Queens denies Irish flux

八月 11, 1995

Queens University has attacked an MP's claim that Northern Ireland school leavers are being forced to go to mainland universities because their places are being taken by students from the Irish Republic.

John Taylor, Ulster Unionist MP for Strangford said recent parliamentary questions had confirmed there are now 2,200 students from the Irish Republic at Queens and the University of Ulster. "Not only are these students denying places for our own children, they are imposing an Irish ethos within the campuses and there is now a culture at Queens which no longer reflects Ulster's society," he said.

He claimed around 40 per cent of Ulster students leave to study at English, Scottish and Welsh institutions but only 11 per cent return.

Queens University dismissed the allegations and said that 88 per cent of its intake is from the province. "This proportion of intake is among the highest of any UK university in terms of its local catchment area. All students from European Union countries by law have to be treated in the same way as home students and virtually all those entering Queens were admitted on the basis of academic merit," said a spokeswoman.

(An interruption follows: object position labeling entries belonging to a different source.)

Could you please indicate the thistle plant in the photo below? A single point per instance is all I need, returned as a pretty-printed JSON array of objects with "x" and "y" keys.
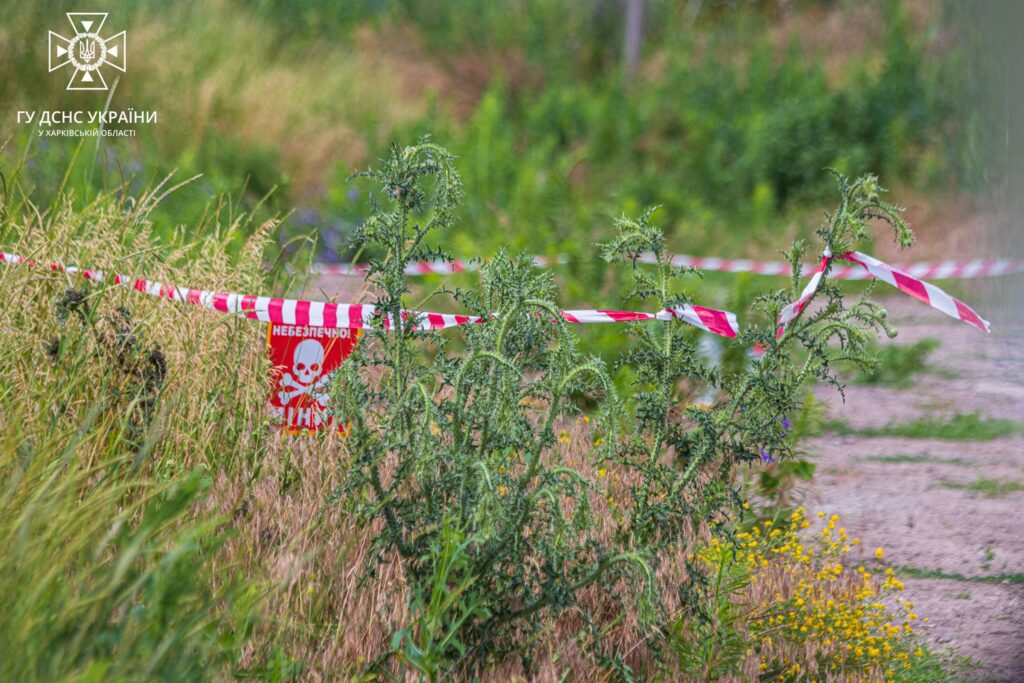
[{"x": 454, "y": 455}]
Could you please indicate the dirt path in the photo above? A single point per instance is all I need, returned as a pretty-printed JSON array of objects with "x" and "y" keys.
[
  {"x": 950, "y": 510},
  {"x": 900, "y": 493}
]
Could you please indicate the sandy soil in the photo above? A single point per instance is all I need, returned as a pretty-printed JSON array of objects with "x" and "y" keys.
[{"x": 909, "y": 507}]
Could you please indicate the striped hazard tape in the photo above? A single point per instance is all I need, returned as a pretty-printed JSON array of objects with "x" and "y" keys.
[
  {"x": 365, "y": 316},
  {"x": 948, "y": 269},
  {"x": 904, "y": 282}
]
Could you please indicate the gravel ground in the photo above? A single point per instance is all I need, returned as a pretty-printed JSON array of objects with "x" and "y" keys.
[{"x": 902, "y": 494}]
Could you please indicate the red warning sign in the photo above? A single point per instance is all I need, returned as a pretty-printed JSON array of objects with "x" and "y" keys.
[{"x": 303, "y": 358}]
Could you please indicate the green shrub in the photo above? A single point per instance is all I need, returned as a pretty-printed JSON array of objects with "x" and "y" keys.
[{"x": 456, "y": 460}]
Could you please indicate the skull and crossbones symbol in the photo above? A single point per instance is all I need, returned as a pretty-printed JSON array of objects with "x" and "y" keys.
[{"x": 307, "y": 364}]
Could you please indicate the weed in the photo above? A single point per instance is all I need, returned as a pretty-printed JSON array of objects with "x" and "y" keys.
[
  {"x": 987, "y": 487},
  {"x": 457, "y": 458},
  {"x": 910, "y": 571},
  {"x": 915, "y": 459},
  {"x": 897, "y": 364},
  {"x": 961, "y": 427}
]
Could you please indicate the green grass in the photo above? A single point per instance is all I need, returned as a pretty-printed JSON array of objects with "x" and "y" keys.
[
  {"x": 961, "y": 427},
  {"x": 898, "y": 364},
  {"x": 903, "y": 458},
  {"x": 987, "y": 487},
  {"x": 910, "y": 571}
]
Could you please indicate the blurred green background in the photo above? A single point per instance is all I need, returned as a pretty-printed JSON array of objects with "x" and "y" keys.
[{"x": 562, "y": 114}]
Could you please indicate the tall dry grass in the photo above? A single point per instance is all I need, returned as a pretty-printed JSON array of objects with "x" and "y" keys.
[{"x": 194, "y": 542}]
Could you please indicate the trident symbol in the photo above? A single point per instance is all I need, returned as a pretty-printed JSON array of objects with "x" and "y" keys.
[{"x": 87, "y": 50}]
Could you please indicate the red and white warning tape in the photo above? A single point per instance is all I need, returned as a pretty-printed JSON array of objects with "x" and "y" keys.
[
  {"x": 924, "y": 292},
  {"x": 325, "y": 314},
  {"x": 949, "y": 269}
]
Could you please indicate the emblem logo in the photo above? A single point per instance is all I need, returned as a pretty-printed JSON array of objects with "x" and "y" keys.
[{"x": 87, "y": 51}]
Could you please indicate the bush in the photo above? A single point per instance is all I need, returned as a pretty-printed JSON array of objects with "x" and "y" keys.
[{"x": 456, "y": 460}]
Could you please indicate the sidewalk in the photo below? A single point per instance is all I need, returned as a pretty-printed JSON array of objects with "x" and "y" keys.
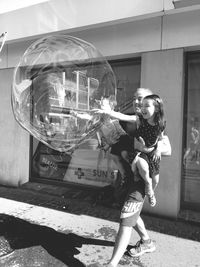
[{"x": 46, "y": 229}]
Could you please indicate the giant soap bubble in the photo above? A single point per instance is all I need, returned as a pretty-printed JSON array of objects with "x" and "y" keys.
[{"x": 56, "y": 84}]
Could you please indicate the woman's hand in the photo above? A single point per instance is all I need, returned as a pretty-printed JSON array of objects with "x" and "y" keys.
[
  {"x": 140, "y": 145},
  {"x": 156, "y": 155}
]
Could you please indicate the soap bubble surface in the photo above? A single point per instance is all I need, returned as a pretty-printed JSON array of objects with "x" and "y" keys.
[{"x": 56, "y": 84}]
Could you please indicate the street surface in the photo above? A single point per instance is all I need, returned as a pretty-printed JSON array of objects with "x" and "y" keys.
[{"x": 82, "y": 235}]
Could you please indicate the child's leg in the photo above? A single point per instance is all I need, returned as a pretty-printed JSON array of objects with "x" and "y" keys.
[
  {"x": 125, "y": 155},
  {"x": 118, "y": 160},
  {"x": 155, "y": 180},
  {"x": 143, "y": 169}
]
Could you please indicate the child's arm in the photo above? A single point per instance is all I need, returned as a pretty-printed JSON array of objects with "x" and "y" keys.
[
  {"x": 118, "y": 115},
  {"x": 164, "y": 145}
]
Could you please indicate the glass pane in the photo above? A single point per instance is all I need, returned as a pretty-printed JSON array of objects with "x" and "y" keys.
[{"x": 191, "y": 158}]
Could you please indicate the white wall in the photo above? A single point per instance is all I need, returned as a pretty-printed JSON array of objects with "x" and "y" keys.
[
  {"x": 163, "y": 73},
  {"x": 14, "y": 145},
  {"x": 68, "y": 15}
]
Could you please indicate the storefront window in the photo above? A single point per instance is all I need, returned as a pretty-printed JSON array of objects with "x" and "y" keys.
[
  {"x": 88, "y": 164},
  {"x": 191, "y": 157}
]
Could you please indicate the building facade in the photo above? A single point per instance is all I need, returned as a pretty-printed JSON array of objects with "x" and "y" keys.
[{"x": 154, "y": 44}]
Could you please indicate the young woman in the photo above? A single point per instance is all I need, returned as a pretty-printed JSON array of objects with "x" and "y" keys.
[{"x": 150, "y": 127}]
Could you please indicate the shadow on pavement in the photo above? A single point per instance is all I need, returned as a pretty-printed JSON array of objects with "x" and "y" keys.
[{"x": 21, "y": 234}]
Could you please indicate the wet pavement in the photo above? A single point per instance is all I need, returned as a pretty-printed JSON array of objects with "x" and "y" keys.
[{"x": 56, "y": 226}]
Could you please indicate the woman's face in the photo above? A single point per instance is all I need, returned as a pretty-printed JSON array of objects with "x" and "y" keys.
[
  {"x": 138, "y": 98},
  {"x": 148, "y": 108}
]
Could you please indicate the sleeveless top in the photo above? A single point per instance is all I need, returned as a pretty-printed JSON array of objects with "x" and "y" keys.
[{"x": 150, "y": 133}]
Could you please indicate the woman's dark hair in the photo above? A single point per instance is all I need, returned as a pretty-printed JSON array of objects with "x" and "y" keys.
[{"x": 159, "y": 113}]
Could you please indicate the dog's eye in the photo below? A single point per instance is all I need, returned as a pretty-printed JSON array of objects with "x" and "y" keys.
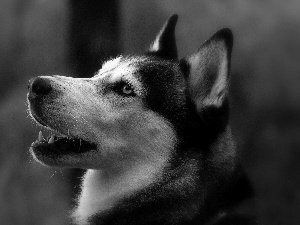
[{"x": 127, "y": 89}]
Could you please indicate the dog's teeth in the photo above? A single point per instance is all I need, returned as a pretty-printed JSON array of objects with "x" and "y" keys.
[
  {"x": 40, "y": 138},
  {"x": 51, "y": 140}
]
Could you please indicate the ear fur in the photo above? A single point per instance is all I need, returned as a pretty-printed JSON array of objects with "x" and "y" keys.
[
  {"x": 207, "y": 71},
  {"x": 164, "y": 45}
]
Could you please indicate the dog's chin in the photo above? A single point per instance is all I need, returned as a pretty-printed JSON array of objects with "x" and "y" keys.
[
  {"x": 60, "y": 148},
  {"x": 57, "y": 149}
]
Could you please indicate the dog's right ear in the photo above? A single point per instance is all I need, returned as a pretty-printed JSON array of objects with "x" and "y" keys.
[
  {"x": 207, "y": 72},
  {"x": 164, "y": 45}
]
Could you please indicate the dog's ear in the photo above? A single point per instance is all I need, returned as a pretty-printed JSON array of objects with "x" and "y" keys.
[
  {"x": 207, "y": 71},
  {"x": 164, "y": 45}
]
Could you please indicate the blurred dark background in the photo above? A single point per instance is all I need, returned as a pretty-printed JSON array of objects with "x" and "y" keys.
[{"x": 73, "y": 38}]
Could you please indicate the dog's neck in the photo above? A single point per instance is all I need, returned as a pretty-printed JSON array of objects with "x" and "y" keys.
[{"x": 102, "y": 190}]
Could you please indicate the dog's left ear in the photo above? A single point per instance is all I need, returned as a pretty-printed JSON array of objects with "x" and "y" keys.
[
  {"x": 207, "y": 71},
  {"x": 164, "y": 45}
]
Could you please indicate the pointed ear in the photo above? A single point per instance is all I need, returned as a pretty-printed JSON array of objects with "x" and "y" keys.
[
  {"x": 164, "y": 45},
  {"x": 207, "y": 71}
]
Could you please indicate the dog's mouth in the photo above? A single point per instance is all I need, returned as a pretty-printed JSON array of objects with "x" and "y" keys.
[{"x": 56, "y": 145}]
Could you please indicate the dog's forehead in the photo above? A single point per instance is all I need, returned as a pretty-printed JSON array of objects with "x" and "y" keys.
[
  {"x": 118, "y": 68},
  {"x": 133, "y": 67}
]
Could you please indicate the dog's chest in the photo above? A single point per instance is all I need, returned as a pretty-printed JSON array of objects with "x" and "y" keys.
[{"x": 100, "y": 193}]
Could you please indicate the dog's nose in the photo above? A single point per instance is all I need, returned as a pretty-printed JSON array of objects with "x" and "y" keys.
[{"x": 39, "y": 86}]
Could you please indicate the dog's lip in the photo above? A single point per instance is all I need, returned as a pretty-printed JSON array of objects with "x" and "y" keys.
[{"x": 58, "y": 145}]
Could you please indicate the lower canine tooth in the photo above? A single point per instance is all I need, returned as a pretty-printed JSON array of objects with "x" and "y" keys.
[
  {"x": 51, "y": 140},
  {"x": 40, "y": 138}
]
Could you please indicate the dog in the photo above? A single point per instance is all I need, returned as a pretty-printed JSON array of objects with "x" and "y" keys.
[{"x": 153, "y": 133}]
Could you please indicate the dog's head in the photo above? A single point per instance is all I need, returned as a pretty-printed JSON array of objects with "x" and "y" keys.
[{"x": 136, "y": 109}]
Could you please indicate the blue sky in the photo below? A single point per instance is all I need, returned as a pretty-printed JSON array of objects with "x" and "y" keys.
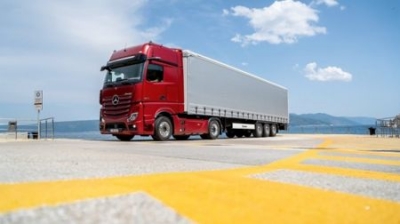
[{"x": 337, "y": 57}]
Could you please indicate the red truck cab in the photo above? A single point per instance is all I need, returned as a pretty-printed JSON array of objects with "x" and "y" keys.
[{"x": 143, "y": 83}]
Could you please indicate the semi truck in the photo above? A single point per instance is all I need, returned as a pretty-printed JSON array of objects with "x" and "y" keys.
[{"x": 162, "y": 92}]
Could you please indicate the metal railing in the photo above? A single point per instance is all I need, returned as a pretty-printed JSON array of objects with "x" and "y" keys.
[
  {"x": 388, "y": 127},
  {"x": 11, "y": 128}
]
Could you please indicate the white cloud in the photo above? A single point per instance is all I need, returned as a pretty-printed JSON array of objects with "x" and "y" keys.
[
  {"x": 282, "y": 22},
  {"x": 59, "y": 46},
  {"x": 330, "y": 73},
  {"x": 328, "y": 3}
]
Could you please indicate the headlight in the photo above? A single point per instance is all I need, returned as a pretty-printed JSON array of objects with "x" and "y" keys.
[{"x": 133, "y": 116}]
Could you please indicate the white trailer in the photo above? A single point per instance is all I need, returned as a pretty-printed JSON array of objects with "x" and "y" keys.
[{"x": 212, "y": 88}]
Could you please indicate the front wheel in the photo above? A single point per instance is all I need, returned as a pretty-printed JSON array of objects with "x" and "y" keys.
[
  {"x": 162, "y": 129},
  {"x": 267, "y": 130},
  {"x": 273, "y": 130}
]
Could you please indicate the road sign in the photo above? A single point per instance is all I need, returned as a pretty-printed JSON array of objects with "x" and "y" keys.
[{"x": 38, "y": 100}]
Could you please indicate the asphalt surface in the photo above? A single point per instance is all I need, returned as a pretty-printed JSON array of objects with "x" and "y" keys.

Only 204 from last year's intake of 2,845 students came from across the border and the total percentage of students from the republic is likely to rise this year to some 7 per cent - an increase from just below 6 per cent five years ago.

A member of Queens senate, councillor Alex Attwood, who is a member of the Nationalist SDLP said: "At a time when we all have a duty to build relations, Mr Taylor wants to crush that potential."